STANDINGS AFTER DAY 2
WATCH HIGHLIGHTS FROM DAY 2
NOMAN – 24 Opportunity International – 18 World Bicycle Relief – 10 Soldier on Australia – 8
Today our 8 NOMEN were back to settle their vendetta with the notorious Passo Fedaia after coming up just 13 seconds short on the climb last year. They worked as one team today to battled gradients up to 20% and hailstones the size of golf balls (!) to maintain their lead.
GC 1 – Passo Fedaia
The NOMEN spent the previous evening planning out the stage: hold back the throttle in the beginning, let the others blast out of the gates, and then attack on the second half of the climb. The gradient on Fedaia varies from 8% to 20%, but the first 4 km is an “easy” 4% — enough to pick up enough speed to encounter aerodynamic drag. With Liam and Colin clearly ranked 1 and 2 in Team NOMAN, pressure was on the 6 other NOMEN to emerge and keep the pressure on Opportunity International’s Number 3 rider.
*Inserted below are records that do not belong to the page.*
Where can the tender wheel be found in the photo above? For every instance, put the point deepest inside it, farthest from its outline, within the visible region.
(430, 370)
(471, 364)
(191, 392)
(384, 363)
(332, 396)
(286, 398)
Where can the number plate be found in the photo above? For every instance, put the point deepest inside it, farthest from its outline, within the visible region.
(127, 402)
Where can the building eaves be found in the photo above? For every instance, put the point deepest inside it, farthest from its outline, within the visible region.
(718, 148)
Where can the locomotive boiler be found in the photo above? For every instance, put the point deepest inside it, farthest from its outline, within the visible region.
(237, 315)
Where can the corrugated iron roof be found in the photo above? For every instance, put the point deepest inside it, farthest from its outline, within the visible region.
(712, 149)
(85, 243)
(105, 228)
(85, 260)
NOMAN Ben Nathan volunteered to absorb the wind for as long as he possibly could – saving crucial watts for “climbers” Justin Teutsch and Tristan Almada later in the climb. He made it to the end of the UNESCO site, the Sottoguda gorge, before shouting in his Aussie brogue: “I’m cooked, mate!”
Ben’s heroic job was done. Working to maintain steady pace and cadence as the climb grew steeper, JT and TA picked off riders from other teams one-by-one before throwing the hammer down on the last 1.5km. The team tactics were executed perfectly and the NOMEN took all the points.
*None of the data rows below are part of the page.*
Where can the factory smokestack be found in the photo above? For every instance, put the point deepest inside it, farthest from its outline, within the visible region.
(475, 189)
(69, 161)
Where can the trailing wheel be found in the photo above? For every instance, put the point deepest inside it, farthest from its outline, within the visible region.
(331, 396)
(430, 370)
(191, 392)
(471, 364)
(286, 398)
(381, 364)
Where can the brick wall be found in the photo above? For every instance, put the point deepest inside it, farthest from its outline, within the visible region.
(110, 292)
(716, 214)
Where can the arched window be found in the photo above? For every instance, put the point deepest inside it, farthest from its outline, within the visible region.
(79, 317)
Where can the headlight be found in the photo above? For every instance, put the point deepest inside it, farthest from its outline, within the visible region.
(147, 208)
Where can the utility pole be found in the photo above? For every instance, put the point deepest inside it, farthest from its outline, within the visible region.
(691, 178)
The neutral riding section on the Passo Sella must be considered nothing short of a heaven for cyclists, with the sweeping climbs set against a backdrop of arguably the most beautiful mountain range in the world that have to be seen to be believed.
GC 2 – Passo Valparola
From there the stage was set for the crucial GC 4, and to add to the drama dark clouds were rolling in. Large splotches of rain began to fall as the NOMEN began their ride up the Passo Valparola, and as the pace began to rise, so did the rain.
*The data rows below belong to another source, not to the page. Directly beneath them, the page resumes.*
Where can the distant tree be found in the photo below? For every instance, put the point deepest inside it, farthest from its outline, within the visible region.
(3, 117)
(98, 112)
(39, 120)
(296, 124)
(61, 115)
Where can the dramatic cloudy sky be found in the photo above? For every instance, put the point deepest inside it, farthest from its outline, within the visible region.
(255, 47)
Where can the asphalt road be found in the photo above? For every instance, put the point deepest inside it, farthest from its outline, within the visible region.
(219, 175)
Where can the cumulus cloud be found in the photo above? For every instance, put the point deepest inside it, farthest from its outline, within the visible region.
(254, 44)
By the halfway point, hailstones were cascading down from the sky as Holohan again cranked the pace at the front of the train in truly foul conditions. It seemed the stage would be NOMAN’s, but with the hail now falling with real intensity the stage was called neutral as the NOMEN roared onto the summit. A disappointment given the performance, however completely the right call from a safety perspective, as the rest of the riding was cancelled.
Tomorrow’s final GC tackles the Passo Giau, a 10km climb with an average gradient of 9% to test already weary limbs. NOMAN must finish 3rd or better on this stage to win the Maglia Rosa! Let’s hope there’s no hail!